Ele continuou me encarando com uma expressão que misturava compaixão e uma certa dureza. Era quase como se estivesse tentando me proteger de alguma coisa que acreditava ser grande demais para eu suportar.

—  Anne —  ele começou, com a voz calma — O que está neste caderno, e o que você encontrou naquela casa, são coisas profundamente particulares. Pertencem à sua mãe, sim, mas também à história da sua família. Eu... não deveria interferir. Não quero invadir algo que é seu, algo que só você pode decidir explorar.

— Mas como posso explorar algo que nem ao menos compreendo? — Minha voz saiu mais alta do que eu pretendia, e percebi meu nervosismo crescer. — Se tudo isso é uma história familiar, por que ninguém nunca me contou nada? Eu sequer sabia que minha mãe escrevia ou que guardava esses cadernos.

Philips desviou o olhar, pensativo. Por um momento, ele pareceu ponderar se diria algo a mais, mas então apenas fechou o caderno, devolvendo-o para mim. Ele suspirou antes de continuar.

— Anne, há histórias... que muitas vezes são passadas de geração em geração, mas também há segredos, que só são revelados quando a hora é certa — e apenas a quem pertence.
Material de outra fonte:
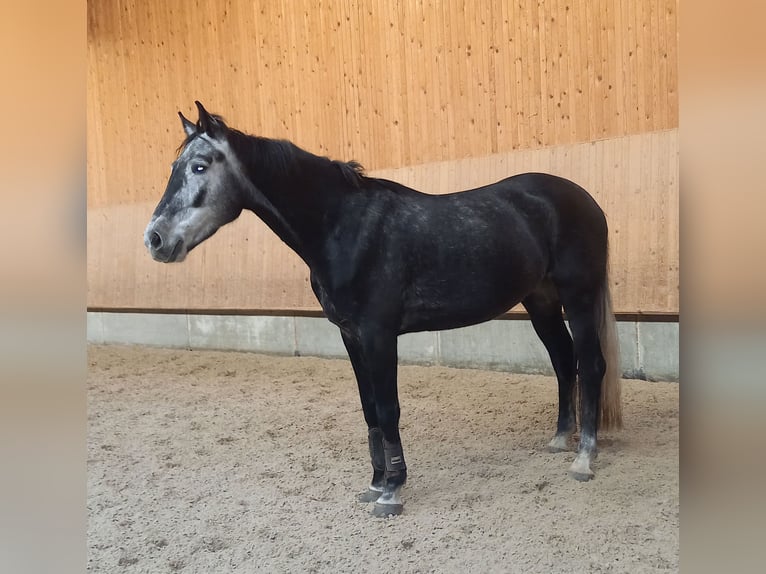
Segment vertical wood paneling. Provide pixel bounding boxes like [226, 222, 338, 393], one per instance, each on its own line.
[87, 0, 678, 311]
Não é que não queira ajudar, mas me envolver além disso... poderia ter consequências.

— Consequências? Como assim? — Eu me inclinei para ele, querendo entender cada palavra. —  Philips, a sensação que tenho é que estou andando na escuridão, tropeçando em coisas que não consigo ver. Se sabe de algo, por favor, me diga.

Ele ficou em silêncio novamente, e notei que, de certa forma, ele estava considerando minhas palavras. Por fim, Philips colocou uma das mãos no meu ombro. 

—  Anne, é possível que, ao buscar respostas, você acabe descobrindo mais do que pretende. Mas, se decidir seguir esse caminho, deve estar preparada para aceitar tudo o que vai encontrar, e não se engane, nem tudo será fácil de aceitar.

Essas palavras ecoaram em mim. O que poderia ser tão grande, ou tão sério, para ele falar daquela forma? Peguei o caderno, apertando-o contra o peito.